All seven of the terrorists involved were wearing suicide vests; six of them took their own lives and one was shot dead by police.
‘The Salafist preacher, whose public persona was very well known by European police forces and intelligence services, devoted himself in private to recruiting people to fight in Syria and collect money for the region.’
Also known as Tarik Ibn Ali, Chadlioui was born in Morocco but moved to Belgium, where he is said to have become the spiritual leader of Sharia4Belgium.
The group took inspiration from Islam4UK, formerly led by convicted hate preacher Anjem Choudary.
He has also been linked to the radical German-based Dawa FFM, which wants Sharia law.
Peter Cuthbertson, of the Centre for Crime Prevention think-tank, said: ‘Britain bears far more than our share of the burden of these foreign fanatics taking advantage of asylum rules and freedom of movement to live here – and often live off the British taxpayer.
‘These hate preachers and Islamic terrorists are just another reason to bring immigration back under proper control.’
Brussels rules mean that Britain could not have stopped the hate preacher from coming to the UK.
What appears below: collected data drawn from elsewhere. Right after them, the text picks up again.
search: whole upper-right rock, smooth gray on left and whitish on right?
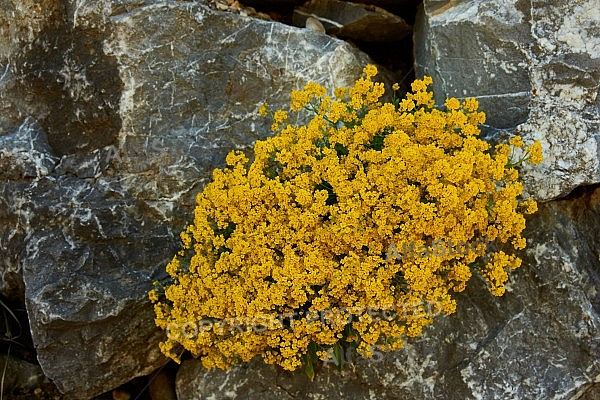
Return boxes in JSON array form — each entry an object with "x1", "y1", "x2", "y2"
[{"x1": 415, "y1": 0, "x2": 600, "y2": 200}]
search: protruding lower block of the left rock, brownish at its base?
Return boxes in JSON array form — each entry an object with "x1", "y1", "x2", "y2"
[{"x1": 21, "y1": 176, "x2": 175, "y2": 398}]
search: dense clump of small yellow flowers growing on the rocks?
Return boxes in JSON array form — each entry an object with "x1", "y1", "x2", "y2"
[{"x1": 150, "y1": 65, "x2": 541, "y2": 376}]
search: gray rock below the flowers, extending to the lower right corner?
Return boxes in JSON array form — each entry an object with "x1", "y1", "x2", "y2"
[{"x1": 177, "y1": 189, "x2": 600, "y2": 400}]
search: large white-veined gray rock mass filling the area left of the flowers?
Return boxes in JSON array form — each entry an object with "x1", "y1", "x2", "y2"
[{"x1": 0, "y1": 0, "x2": 376, "y2": 398}]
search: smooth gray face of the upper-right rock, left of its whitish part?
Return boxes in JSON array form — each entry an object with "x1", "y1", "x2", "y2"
[{"x1": 414, "y1": 0, "x2": 532, "y2": 128}]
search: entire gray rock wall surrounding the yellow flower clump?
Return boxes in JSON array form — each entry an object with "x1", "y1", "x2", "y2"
[{"x1": 0, "y1": 0, "x2": 600, "y2": 400}]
European Union citizens can only be turned away if there is a ‘genuine, present and serious’ threat.
Yesterday, Chadlioui’s lawyers launched a battle against his extradition, citing his right to a private life under article 8 of the Human Rights Act.
Saba Ashraf, defending, said: ‘To remand someone of good character who is the sole financial carer for eight children on the basis that he might be a member of an Islamic group seems to be onerous.’
District judge Shenagh Bayne refused bail and remanded Chadlioui in custody ahead of a hearing at the same court next Wednesday.
Security chiefs have already embarked on potentially humiliating investigations into why they missed the danger posed by terrorists who brought bloodshed to Manchester and London in the past two months.